Verification of usbkbd

By Willem Penninckx, Jan Tobias Mühlberg, Jan Smans, Bart Jacobs, and Frank Piessens

What is it?

This project verified Linux's USB Boot Protocol Keyboard Driver (usbkbd), shipped with the Linux kernel.

As far as we know, prior to this work, no device driver verification has been carried out that successfully combines:
  • verifying software not written with verification in mind, and
  • using a sound approach (we don't "try to find bugs", but "prove absence of bugs"), and
  • not avoiding concurrency (concurrency is common in this driver, and we do prove absence of race conditions), and
  • not relying on any bounding (there's an unbounded number of threads, unbounded number of keyboards, unbounded amount of time the driver is running, ...)

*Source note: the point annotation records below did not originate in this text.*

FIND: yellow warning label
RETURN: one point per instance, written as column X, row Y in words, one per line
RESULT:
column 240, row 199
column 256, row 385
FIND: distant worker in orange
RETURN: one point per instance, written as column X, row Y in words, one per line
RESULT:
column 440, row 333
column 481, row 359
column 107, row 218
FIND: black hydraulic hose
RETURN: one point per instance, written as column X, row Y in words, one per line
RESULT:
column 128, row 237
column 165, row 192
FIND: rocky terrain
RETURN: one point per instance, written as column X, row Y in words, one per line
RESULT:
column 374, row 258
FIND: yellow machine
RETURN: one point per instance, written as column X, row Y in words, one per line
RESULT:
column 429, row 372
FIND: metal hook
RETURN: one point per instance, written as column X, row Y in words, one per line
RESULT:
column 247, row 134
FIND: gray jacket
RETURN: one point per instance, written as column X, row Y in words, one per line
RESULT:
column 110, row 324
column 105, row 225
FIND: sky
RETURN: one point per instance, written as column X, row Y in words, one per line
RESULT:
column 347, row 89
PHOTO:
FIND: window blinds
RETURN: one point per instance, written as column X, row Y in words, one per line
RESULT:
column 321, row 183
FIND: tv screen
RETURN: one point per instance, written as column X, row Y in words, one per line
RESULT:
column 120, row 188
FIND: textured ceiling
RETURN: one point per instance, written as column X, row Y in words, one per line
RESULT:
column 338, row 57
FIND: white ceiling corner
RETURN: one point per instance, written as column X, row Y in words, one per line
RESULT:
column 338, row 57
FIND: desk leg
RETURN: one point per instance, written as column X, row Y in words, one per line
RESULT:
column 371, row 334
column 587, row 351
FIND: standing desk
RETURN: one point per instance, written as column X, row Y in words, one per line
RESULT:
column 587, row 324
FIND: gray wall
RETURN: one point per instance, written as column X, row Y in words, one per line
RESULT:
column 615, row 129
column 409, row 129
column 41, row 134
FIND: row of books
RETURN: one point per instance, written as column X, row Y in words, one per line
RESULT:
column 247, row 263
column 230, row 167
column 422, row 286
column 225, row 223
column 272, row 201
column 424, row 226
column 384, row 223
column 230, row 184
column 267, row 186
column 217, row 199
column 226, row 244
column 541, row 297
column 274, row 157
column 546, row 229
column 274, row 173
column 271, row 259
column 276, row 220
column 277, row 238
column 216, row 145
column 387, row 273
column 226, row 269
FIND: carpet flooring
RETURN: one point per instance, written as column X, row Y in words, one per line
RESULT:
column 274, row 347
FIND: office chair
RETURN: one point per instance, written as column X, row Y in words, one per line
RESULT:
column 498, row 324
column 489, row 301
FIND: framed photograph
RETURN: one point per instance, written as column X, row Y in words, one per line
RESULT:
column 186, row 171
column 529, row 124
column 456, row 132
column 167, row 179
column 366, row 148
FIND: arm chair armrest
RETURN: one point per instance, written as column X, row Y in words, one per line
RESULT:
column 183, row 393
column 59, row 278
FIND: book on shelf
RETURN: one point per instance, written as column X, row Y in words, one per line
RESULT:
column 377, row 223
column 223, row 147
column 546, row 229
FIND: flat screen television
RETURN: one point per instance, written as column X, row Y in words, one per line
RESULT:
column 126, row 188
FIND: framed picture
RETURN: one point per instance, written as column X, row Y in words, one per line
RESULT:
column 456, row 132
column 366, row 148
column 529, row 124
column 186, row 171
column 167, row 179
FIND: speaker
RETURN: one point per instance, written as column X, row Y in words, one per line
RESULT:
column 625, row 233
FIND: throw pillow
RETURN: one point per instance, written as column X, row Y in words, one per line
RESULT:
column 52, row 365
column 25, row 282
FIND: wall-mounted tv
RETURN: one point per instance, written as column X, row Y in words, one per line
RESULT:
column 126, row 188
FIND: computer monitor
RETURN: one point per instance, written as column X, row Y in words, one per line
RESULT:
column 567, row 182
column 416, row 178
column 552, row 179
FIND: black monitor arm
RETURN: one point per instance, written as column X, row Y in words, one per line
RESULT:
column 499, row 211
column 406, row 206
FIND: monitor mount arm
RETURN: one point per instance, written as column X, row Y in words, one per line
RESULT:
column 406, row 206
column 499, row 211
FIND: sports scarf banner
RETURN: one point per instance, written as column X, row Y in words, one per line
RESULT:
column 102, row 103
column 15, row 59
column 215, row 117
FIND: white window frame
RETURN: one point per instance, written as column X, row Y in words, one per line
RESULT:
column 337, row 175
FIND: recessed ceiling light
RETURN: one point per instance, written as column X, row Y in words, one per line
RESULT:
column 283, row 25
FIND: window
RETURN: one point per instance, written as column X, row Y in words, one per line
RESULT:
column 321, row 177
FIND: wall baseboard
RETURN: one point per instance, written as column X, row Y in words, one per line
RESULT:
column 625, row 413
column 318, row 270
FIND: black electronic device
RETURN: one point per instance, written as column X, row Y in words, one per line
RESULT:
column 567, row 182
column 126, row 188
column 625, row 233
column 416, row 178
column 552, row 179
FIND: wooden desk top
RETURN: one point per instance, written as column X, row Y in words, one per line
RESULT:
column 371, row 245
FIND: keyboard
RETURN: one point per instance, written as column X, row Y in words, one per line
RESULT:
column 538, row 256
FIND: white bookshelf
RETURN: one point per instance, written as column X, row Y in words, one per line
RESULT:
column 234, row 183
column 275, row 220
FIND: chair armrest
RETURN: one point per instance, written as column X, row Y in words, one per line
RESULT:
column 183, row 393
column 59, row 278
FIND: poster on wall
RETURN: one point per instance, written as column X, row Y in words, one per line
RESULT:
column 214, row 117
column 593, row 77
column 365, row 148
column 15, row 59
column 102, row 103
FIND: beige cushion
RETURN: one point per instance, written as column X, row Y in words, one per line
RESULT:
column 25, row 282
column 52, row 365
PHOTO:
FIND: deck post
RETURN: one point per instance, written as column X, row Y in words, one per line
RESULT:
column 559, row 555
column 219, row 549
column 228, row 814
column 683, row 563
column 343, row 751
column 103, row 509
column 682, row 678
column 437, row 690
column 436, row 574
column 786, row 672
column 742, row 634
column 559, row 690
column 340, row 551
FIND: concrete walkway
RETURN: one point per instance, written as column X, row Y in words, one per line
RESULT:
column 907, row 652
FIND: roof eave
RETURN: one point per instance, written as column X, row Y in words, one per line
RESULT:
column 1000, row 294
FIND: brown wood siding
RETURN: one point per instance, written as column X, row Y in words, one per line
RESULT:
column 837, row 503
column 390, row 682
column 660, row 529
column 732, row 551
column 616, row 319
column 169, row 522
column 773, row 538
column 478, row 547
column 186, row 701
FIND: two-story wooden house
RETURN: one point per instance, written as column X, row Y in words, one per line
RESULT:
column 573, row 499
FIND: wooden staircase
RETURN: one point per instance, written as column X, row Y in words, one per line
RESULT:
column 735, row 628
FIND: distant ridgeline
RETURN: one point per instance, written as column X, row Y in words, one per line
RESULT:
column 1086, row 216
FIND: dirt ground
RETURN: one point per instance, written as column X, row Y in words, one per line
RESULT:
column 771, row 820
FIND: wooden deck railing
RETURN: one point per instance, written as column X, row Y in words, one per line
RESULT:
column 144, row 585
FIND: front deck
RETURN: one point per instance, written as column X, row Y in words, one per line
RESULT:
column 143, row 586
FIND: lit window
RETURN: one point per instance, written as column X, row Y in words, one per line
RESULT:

By performing verification, we found two bugs in the driver, of which the fixes are both accepted by the maintainer (patch1, patch2).

Download sourcecode

  • Download VeriFast from [link] and look in the examples/usbkbd directory.

Paper

  • Paper [PDF]: Sound formal verification of Linux’s USB BP keyboard driver,
    Willem Penninckx, Jan Tobias Mühlberg, Jan Smans, Bart Jacobs, Frank Piessens,
    in: NFM 2012, Vol. 7226 of LNCS, Springer, Heidelberg, 2012, pp. 210-215.

Additional documentation

  • Slides [PDF] : only high-level overview
  • usbkbd-ghost-counters-draft.pdf: (draft) explanation on how the proof with all the counters works.
  • Paper [PDF] Software verification with VeriFast: industrial case studies
    By Pieter Philippaerts, Jan Tobias Mühlberg, Willem Penninckx, Jan Smans, Bart Jacobs, and Frank Piessens.
    Science of Computer Programming, 2014.

Which file is what

  • src/usbkbd_unpatched.c: the driver as it was before fixing the bugs found during the verification process
  • src/usbkbd_patch*.patch: patches to fix these bugs. These patches are accepted by the maintainer (update: since Linux 3.3 the patches are part of Linux releases)
  • src/usbkbd_verified.c: driver with VeriFast annotations
  • src/*/*.{h,gh}: API specifications and other ghostcode
  • build/*: files to compile src/usbkbd_verified.c into a kernel module

How to launch verification

If $DIR is the directory where usbkbd_verified.c is located, execute 
prompt$ cd $DIR
prompt$ verifast -I . -prover redux -c usbkbd_verified.c

How to build and load the kernel module

If $DIR is the directory where usbkbd_verified.c is located, execute as root 
prompt# cd $DIR/../build/
prompt# make
prompt# insmod usbkbd_verified_build.ko

Keep in mind another kernel module (typically usbhid) might also handle USB keyboards, and "steal" away the keyboard from usbkbd_verified_build.ko. The usbhid kernel module might be autoloaded by your Linux distribution when you plug in a keyboard.

News / changelog / latest update:
  • 2011-12-18: the webpage was born; first release of annotated files.
  • 2012-03-30: added link to paper; annotated files contain a few more comments; driver now builds on a wider range of kernel versions (including 2.6.35 and 3.2.0)
  • 2012-04-05: added presentation; added motivation/"why is this interesting"; made intro-sections compacter and in one section
  • 2012-04-11: (minor changes)
  • 2012-04-16: +usbkbd-ghost-counters-draft.pdf
  • 2013-01-18: updated annotations to newer version of VeriFast. Added as official VeriFast example (for next VeriFast release).
  • 2013-10-07: restructured site because old version seemed to confuse people.
  • 2013-11-25: updated instructions to launch verification and how to download
  • 2014-03-05: added industrial case studies paper to additional documentation.